Schluss mit dem Sparwahn. Gebt ordentlich Geld aus!

Neulich am Flughafen Frankfurt/Main. Eine lange Warteschlange am Check-in. Von 10 Schaltern sind 2 besetzt. Es naht ein Paar mit Golftaschen und schicken Alukoffern. Konsumforscher würden die beiden als „kaufkräftig-dynamische Senioren“ einordnen. Er hat die Bestätigung der Internetbuchung in der Hand: Keine 90 € der Flug. Gespart – aber keine Freude darüber. „Unerhört, die lassen uns hier Stunden warten“, schimpft die Dame, die viel Gold an sich befestigt hat. Grummelnd sekundiert der Gatte: „Servicewüste Deutschland“.

Die Wüste haben sich die beiden Internetbucher selbst eingehandelt. Denn die Lufthansa hat soeben ihre Sparmaßnahmen verschärft, und die heißen: weniger Personal beim Check-in. Nur so kann Deutschlands Luftfahrtriese bei sinkenden Passagierzahlen im Preiskampf überleben.

Geiz ist geil – so tönt der Schlachtruf der Konsumenten 2003. Klingt toll, klingt billig, klingt auch nach Rache an den geldgierigen Herstellern. Die rufen genauso laut zurück: Geiz ist geil. Und sparen an den Löhnen, Sozialabgaben oder gleich am Personal. Preise wie bei Aldi, aber Service wie im KaDeWe – das geht nicht zusammen. Wer nur Discountpreise zahlen will, wird auch nur Discount kriegen.


Während die Sparguthaben der Deutschen wachsen, hat der geile geiz eine teuflische Spirale in Gang gesetzt. Spart der Konsument, spart auch die Wirtschaft – erst am Personal, später vielleicht auch an Qualität oder Sicherheit. Nun muss auch der Finanzminister sparen, weil keine Steuern reinkommen. Die Katastrophenschätzung vom Mai – 126 Mrd. € Steuerausfälle in den nächsten 3 Jahren - die war erst der Anfang. Die nächste im November soll noch viel verheerender werden. Doch vom Sonderparteitag abgesegnet macht auch Schröders Bundesregierung mit beim Volkssport Sparen: Anstatt die Sozialsysteme wirklich Zukunftsfest zu machen, verordnet die Agenda 2010 nur stumpfes Sparen an Sozialleistungen, sicher noch bei den Renten und öffentlichen Investitionen. Dafür werden Steuern und Gebühren erhöht – was die Kaufkraft weiter schwächt. Ist Geiz vielleicht gar nicht so geil? Ist es wirklich so smart, sein Auto im Versandhaus zu kaufen? Damit sparen wir ein paar 1000 €, das stimmt.

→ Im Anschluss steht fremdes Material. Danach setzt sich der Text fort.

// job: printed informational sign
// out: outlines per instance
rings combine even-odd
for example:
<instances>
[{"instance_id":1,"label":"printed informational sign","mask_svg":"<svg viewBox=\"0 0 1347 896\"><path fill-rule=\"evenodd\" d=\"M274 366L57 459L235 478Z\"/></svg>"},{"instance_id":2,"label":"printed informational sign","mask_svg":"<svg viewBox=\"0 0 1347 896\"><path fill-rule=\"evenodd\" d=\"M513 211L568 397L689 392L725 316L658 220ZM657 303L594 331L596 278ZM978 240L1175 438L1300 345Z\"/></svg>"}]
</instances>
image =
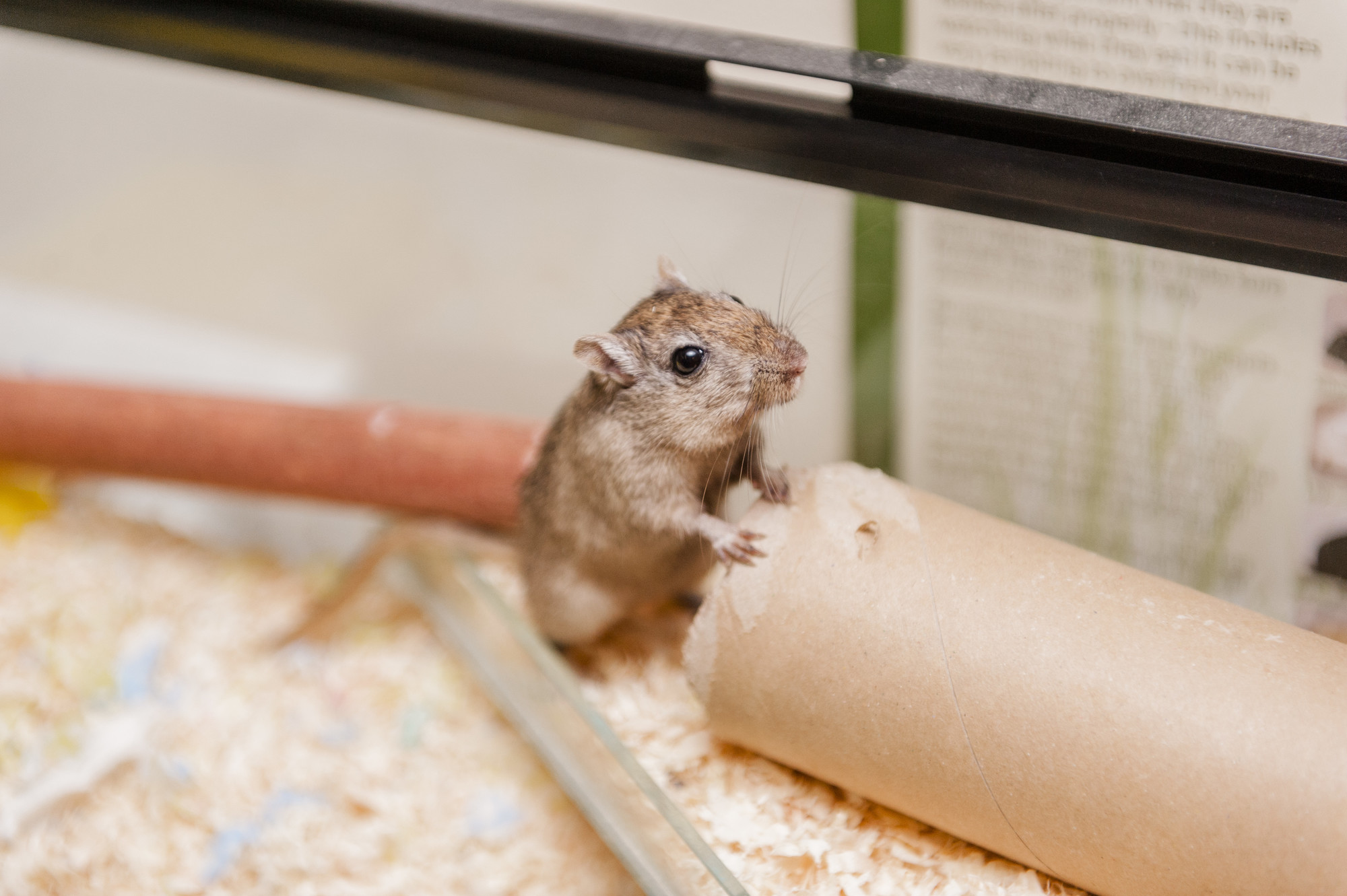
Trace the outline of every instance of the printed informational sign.
<instances>
[{"instance_id":1,"label":"printed informational sign","mask_svg":"<svg viewBox=\"0 0 1347 896\"><path fill-rule=\"evenodd\" d=\"M1347 4L908 0L909 55L1347 121ZM900 468L1282 619L1335 284L907 204Z\"/></svg>"}]
</instances>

Aber wir sparen zugleich den Händler um die Ecke, seine Werkstatt, den schnellen Blick unter die Motorhaube, seine Mechaniker und Auszubildenden. Geiler Geiz, wenn unsere Kinder sich in ein paar Jahren aussuchen können, ob sie eine Ausbildung im Call-center machen, wo man die Autos bestellt, oder ob sie die Software entwickeln, die das ganze Call-center gleich überflüssig macht, weil es eigentlich viel zu teuer ist. Dann können sie immer noch Kurierfahrer werden, die das Auto ausliefern, in Bausätzen natürlich, weil selber zusammen schrauben ja viel billiger ist. Nur zur Inspektion müssen wir nach Nowosibirsk, weil das die nächste Werkstatt ist, total billig natürlich.

Mit der psychopathologischen Sparneurose, die diese Land erfasst hat, wurde stillschweigend ein Konsens aufgekündigt, der die Wirtschaftsrepublik Deutschland jahrzehntelang am Laufen hielt: Consumo ergo sum. Das tätige Bekenntnis, dass alle etwas für den gemeinsamen Wohlstand tun müssen: Das Pormonee zücken zum Beispiel. Nur wo ordentlich Geld ausgegeben wird, da werden auch ordentliche Löhne gezahlt, ordentliche Renten garantiert, ordentliche Schulen betrieben.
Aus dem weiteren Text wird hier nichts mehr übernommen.